Certains n’oubliaient pas si absolument leur langue et s’occupaient, on ne sait pourquoi, de littérature. Ces gens instruits montaient des comédies du genre des proverbes d’Alfred de Musset. Supposons qu’il s’agit des Racanes. (Bien entendu, nous donnons là un titre de fantaisie.) Comme le sujet des Racanes dépeint toute la classe sociale qui s’occupe de ce genre de comédie et pourrait être, en même temps, le titre des pièces analogues, nous allons le raconter en deux mots :

Il existait jadis, à Paris, au dix-septième siècle, un rimailleur des plus plats nommé Racan, lequel était indigne de cirer les bottes de M. Sloutchevsky lui-même. Une marquise imbécile est charmée par ses vers et veut à toute force faire sa connaissance. Trois nigauds s’entendent pour venir chez elle, l’un après l’autre, chacun prétendant être Racan. Dès que la marquise a réussi à congédier l’un de ces Racan, un nouveau Racan se trouve devant elle. ― Tout l’esprit, tout le sel de la comédie est dans l’ébahissement de la marquise, effrayée de ce Racan en trois personnes.

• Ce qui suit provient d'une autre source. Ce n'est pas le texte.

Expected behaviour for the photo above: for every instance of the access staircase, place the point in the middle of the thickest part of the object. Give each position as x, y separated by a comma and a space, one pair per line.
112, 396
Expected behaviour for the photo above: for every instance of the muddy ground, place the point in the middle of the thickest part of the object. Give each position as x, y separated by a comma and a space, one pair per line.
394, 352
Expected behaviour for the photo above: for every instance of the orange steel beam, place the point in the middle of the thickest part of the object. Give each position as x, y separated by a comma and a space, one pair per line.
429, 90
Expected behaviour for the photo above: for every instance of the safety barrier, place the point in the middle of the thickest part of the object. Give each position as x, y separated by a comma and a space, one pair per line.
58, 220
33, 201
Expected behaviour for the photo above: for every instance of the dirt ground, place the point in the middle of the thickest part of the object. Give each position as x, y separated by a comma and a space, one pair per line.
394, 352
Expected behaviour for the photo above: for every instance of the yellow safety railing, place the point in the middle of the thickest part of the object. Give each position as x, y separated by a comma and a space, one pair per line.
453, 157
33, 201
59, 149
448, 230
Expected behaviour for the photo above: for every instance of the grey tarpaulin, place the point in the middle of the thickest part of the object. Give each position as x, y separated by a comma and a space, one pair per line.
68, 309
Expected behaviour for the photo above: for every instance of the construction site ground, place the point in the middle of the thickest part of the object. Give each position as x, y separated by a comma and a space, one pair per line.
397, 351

Les Messieurs, parfois quadragénaires, qui accouchent de pareil œuvres théâtrales, ― après le « Revizor », ― sont convaincus qu’ils dotent la littérature russe de précieux joyaux. Et ces Messieurs ne sont pas un ou deux : ils s’appellent légion. Ce serait une tâche charmante pour un feuilletonniste que de raconter les sujets de toutes ces comédies, de tous ces proverbes, etc. ― Je connais aussi un délicieux conte où il est question d’une montre avalée qui continue son tic-tac dans le ventre de l’avaleur. C’est le dernier mot de la perfection ! ― Nous demandons ce que penseront de nous les étrangers sur ces échantillons de nos productions littéraires.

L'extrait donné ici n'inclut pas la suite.